Aber es reicht nicht zu sagen, dass die Muslime, weil sie sich hier nun einmal zu Hause fühlen, die Passagen im Koran einfach überblättern sollen, die zum Töten der Ungläubigen aufrufen. Wenn man sich um die Auseinandersetzung mit diesen jahrhundertealten theologischen Postulaten drückt, dann wird die Kluft zwischen der islamischen Theologie und der modernen Welt jeden Tag tiefer. Es mag eine unangenehme Tatsache sein: Aber der Grund dafür, dass Abu Qatada – der fundamentalistische Religionsgelehrte, den palästinensische Militante unlängst im Tausch gegen den BBC-Journalisten Alan Johnston freibekommen wollten – eine große Gefolgschaft hat, liegt darin, dass er hochgelehrt ist und dass seine religiösen Interpretationen und Rechtssprüche auf einer soliden argumentativen Basis stehen. Auch wenn ich seine Ansichten mittlerweile in keiner Weise mehr teile, kommt ihnen innerhalb des islamischen Kanons doch Gültigkeit zu ...

Ich glaube, dass das Thema Terrorismus entmystifiziert werden könnte, wenn erst einmal Muslime und Nichtmuslime offen über die Ideen diskutieren würden, die den Terror unterstützen. Die britischen Muslime müssten sich zu diesem Zweck aus ihrer Starre der Abwehr und Verneinung lösen und gewahr werden, dass es keine Schande ist, wenn man sich das Vorhandensein extremistischer Strömungen innerhalb der islamischen Gemeinschaften hier und weltweit eingesteht. Aber diese Entmystifizierung kann nicht geleistet werden, solange die einzigen Brücken der Interaktion diejenigen zwischen den radikalen Islamisten und den Sicherheitsdiensten sind.

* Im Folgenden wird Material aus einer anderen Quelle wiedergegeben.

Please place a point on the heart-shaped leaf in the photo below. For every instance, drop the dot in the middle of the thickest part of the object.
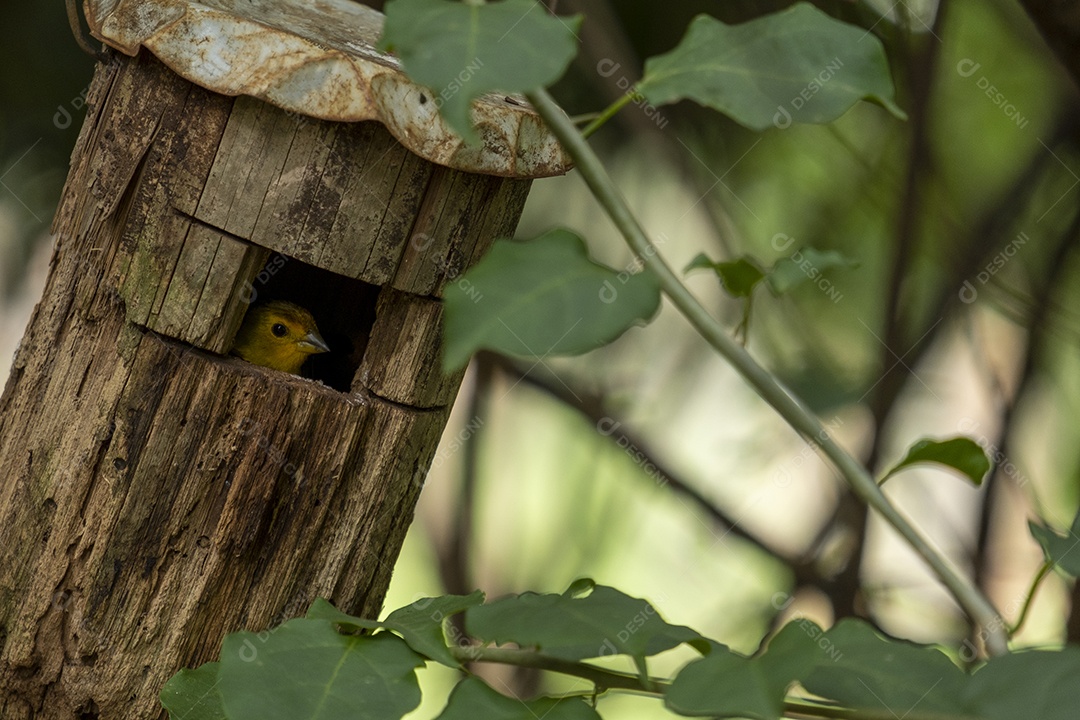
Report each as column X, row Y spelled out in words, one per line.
column 540, row 298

Wenn unser Land sich den radikalen und gewalttätigen Extremisten tatsächlich stellen will, dann müssen die islamischen Religionsgelehrten zunächst einmal über die Bücher gehen. Wir brauchen neue, zeitgemäße Regeln, ein revidiertes Verständnis der Rechte und Verantwortlichkeiten von Muslimen, deren Häuser und Seelen fest in dem verwurzelt sind, was ich das »Land der Koexistenz« nennen möchte. Und wenn dieses neue theologische Terrain erschlossen ist, dann werden Muslime im Westen sich von längst obsoleten Weltbildern befreien und die Regeln des Zusammenlebens neu formulieren können; dann werden wir vielleicht entdecken, dass das Konzept des Tötens im Namen des Islam nur mehr ein Anachronismus ist.

Hassan Butt

Der 27-jährige Hassan Butt, als Sohn pakistanischer Eltern in Manchester geboren, war in der radikalen islamistischen Gruppierung Al-Muhajiroun aktiv. Im vergangenen Jahr wandte er sich vom religiösen Extremismus ab. In der Zeitung »Observer« nahm Butt zu den jüngsten Attentaten in Großbritannien Stellung. Wir dokumentieren Auszüge aus seinem Text (in der Übersetzung der Neuen Zürcher Zeitung).